Perspektive
Von Mikroorganismen gesteuert: Wie Darm und Hirn sich beeinflussen (lassen)
Frau PD Dr. Stengel, Sie beschäftigen sich mit der Neurogastroenterologie. Über welche Wege hängen Darm, Nerven und Gehirn zusammen?
Im Wesentlichen sind dies zwei Wege. Der Gastrointestinaltrakt (GIT) und das Gehirn sind über den Nervus vagus miteinander verknüpft.

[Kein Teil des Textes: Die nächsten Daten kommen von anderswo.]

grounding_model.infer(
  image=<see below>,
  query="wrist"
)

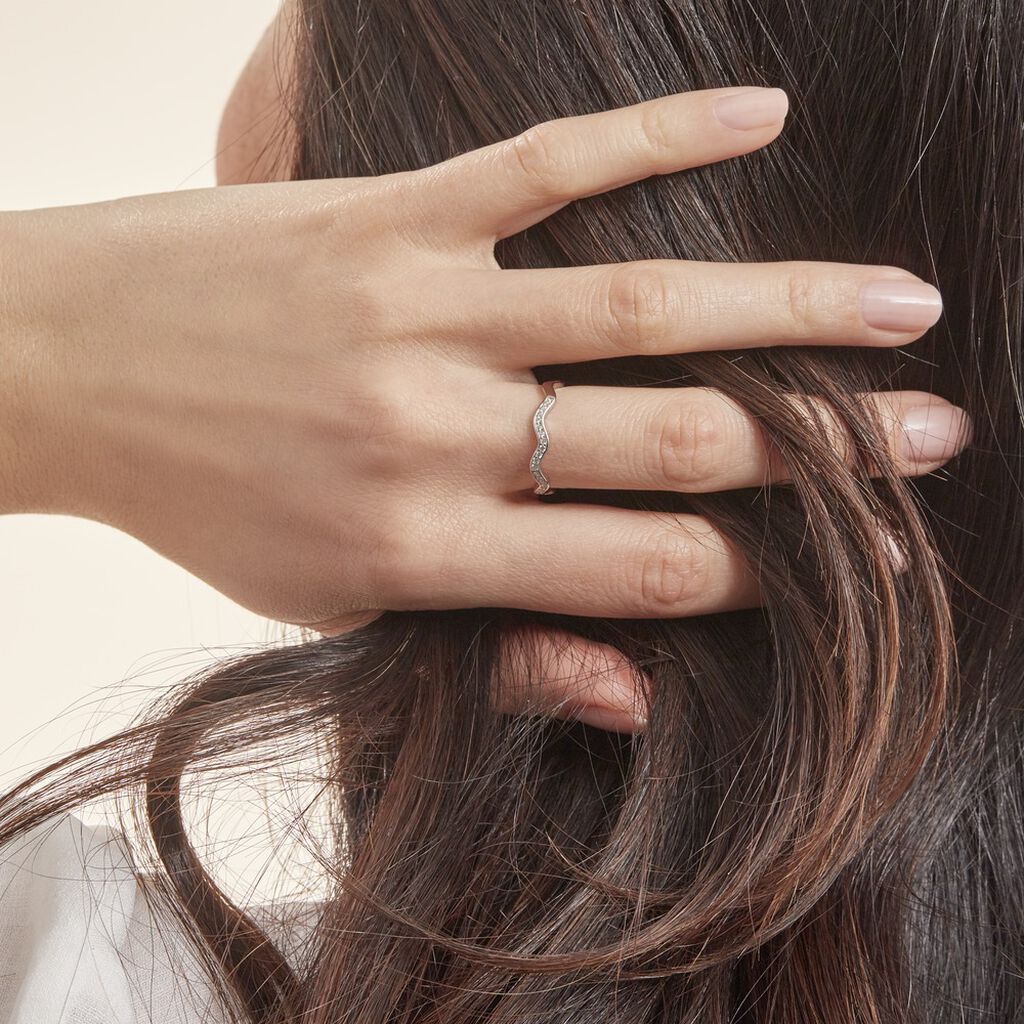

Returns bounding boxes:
[0,210,118,517]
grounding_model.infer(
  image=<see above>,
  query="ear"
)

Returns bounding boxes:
[217,0,299,185]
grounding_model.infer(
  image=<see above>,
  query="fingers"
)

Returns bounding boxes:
[395,497,761,618]
[495,626,646,732]
[464,383,970,494]
[445,259,942,369]
[422,87,788,240]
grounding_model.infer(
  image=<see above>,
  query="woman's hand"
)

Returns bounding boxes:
[0,88,964,729]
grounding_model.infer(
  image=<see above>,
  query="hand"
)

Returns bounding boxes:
[0,88,964,729]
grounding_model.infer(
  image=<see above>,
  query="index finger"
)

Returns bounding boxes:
[426,86,788,241]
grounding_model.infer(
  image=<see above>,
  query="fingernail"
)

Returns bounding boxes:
[713,88,790,130]
[901,402,971,462]
[579,705,647,732]
[860,281,942,331]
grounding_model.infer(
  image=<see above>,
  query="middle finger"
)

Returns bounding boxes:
[444,259,942,370]
[475,382,970,493]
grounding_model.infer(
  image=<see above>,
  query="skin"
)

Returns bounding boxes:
[0,2,969,730]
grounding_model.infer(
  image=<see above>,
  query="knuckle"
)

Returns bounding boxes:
[640,102,678,160]
[635,532,708,616]
[604,261,671,354]
[785,268,815,330]
[644,400,727,490]
[505,121,569,202]
[782,263,861,335]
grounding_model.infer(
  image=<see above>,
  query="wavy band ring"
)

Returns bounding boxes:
[529,381,564,495]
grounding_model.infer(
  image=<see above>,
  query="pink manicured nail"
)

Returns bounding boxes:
[902,402,971,463]
[713,89,790,130]
[860,281,942,331]
[579,705,647,732]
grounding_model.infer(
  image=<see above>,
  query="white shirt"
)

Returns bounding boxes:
[0,814,315,1024]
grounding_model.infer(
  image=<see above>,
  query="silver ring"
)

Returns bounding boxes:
[529,381,564,495]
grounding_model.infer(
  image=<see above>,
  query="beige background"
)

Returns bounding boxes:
[0,0,319,897]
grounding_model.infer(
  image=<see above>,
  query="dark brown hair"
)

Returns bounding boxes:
[0,0,1024,1024]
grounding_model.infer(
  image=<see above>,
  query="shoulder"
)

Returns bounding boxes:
[0,814,290,1024]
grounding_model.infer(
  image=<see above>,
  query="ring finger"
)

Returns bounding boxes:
[466,382,969,493]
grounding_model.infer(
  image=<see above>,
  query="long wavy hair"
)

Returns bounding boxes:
[0,0,1024,1024]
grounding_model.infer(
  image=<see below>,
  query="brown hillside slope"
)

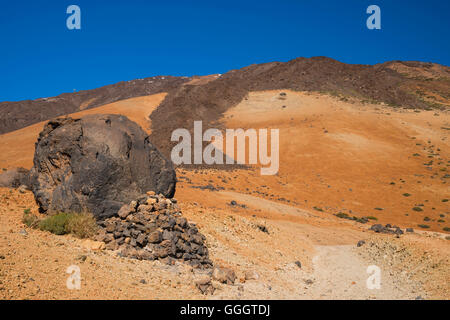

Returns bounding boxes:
[151,57,450,155]
[0,76,188,134]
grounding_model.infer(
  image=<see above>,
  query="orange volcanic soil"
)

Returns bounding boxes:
[0,89,450,299]
[0,90,450,232]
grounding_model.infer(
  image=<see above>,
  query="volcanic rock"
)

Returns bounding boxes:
[30,115,176,219]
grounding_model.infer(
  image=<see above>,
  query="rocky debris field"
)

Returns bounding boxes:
[369,223,414,236]
[96,192,212,268]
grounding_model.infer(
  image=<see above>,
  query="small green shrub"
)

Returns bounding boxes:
[39,212,97,238]
[66,212,98,238]
[22,210,40,229]
[39,212,70,235]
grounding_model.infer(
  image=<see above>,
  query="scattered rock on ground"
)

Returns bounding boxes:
[212,267,236,284]
[96,193,212,268]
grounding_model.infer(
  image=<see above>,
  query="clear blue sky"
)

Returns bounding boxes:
[0,0,450,101]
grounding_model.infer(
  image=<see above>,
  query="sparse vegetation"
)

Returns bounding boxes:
[22,209,40,229]
[66,212,97,238]
[39,212,97,238]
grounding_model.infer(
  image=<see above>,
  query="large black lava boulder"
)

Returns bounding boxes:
[30,114,176,219]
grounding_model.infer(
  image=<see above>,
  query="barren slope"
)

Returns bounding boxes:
[0,93,166,168]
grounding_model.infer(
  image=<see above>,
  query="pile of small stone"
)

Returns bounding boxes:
[96,191,212,268]
[369,224,412,236]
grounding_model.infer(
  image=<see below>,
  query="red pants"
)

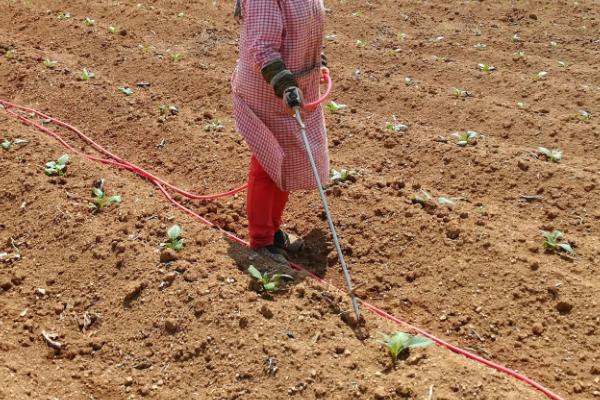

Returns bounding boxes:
[246,155,289,249]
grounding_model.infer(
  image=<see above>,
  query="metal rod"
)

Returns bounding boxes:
[294,107,360,325]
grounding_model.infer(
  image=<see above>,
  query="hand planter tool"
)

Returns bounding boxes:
[290,69,360,326]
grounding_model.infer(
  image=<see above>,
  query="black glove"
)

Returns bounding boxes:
[260,59,298,98]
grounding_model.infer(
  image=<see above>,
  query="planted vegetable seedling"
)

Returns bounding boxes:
[380,331,434,364]
[538,147,562,162]
[542,230,573,254]
[44,154,69,176]
[166,225,185,251]
[248,265,294,292]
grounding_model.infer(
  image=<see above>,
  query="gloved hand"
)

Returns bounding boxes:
[283,86,304,115]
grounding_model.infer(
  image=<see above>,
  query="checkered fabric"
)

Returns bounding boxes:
[232,0,329,192]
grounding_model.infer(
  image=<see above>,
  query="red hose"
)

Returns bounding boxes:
[0,97,563,400]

Dieser zieht durch den halben Körper und bringt viele Fasern aus dem Magen-Darm-Trakt mit. Im Hirnstamm werden Hirnnervenkerne aktiviert, die einerseits den GIT regulieren, andererseits aber mit Hirnregionen zusammenarbeiten, die für Emotionen, Erfahrungen oder auch Stress zuständig sind. Genauso werden Stimuli aus diesen Gehirnregionen an den GIT zurückgemeldet. Ein zweiter Weg des Austausches zwischen Darm und Gehirn beruht auf der Tätigkeit des Mikrobioms. Das Mikrobiom verstoffwechselt Nährstoffe zu „Botenstoffen“ (z. B. g-Amino-Buttersäure, GABA), die einerseits vor Ort Nervenfasern erregen, andererseits aber auch in die Blutbahn abgegeben werden können. Über die Blutbahn können verschiedene Organe erreicht und angesprochen werden – auch das Gehirn.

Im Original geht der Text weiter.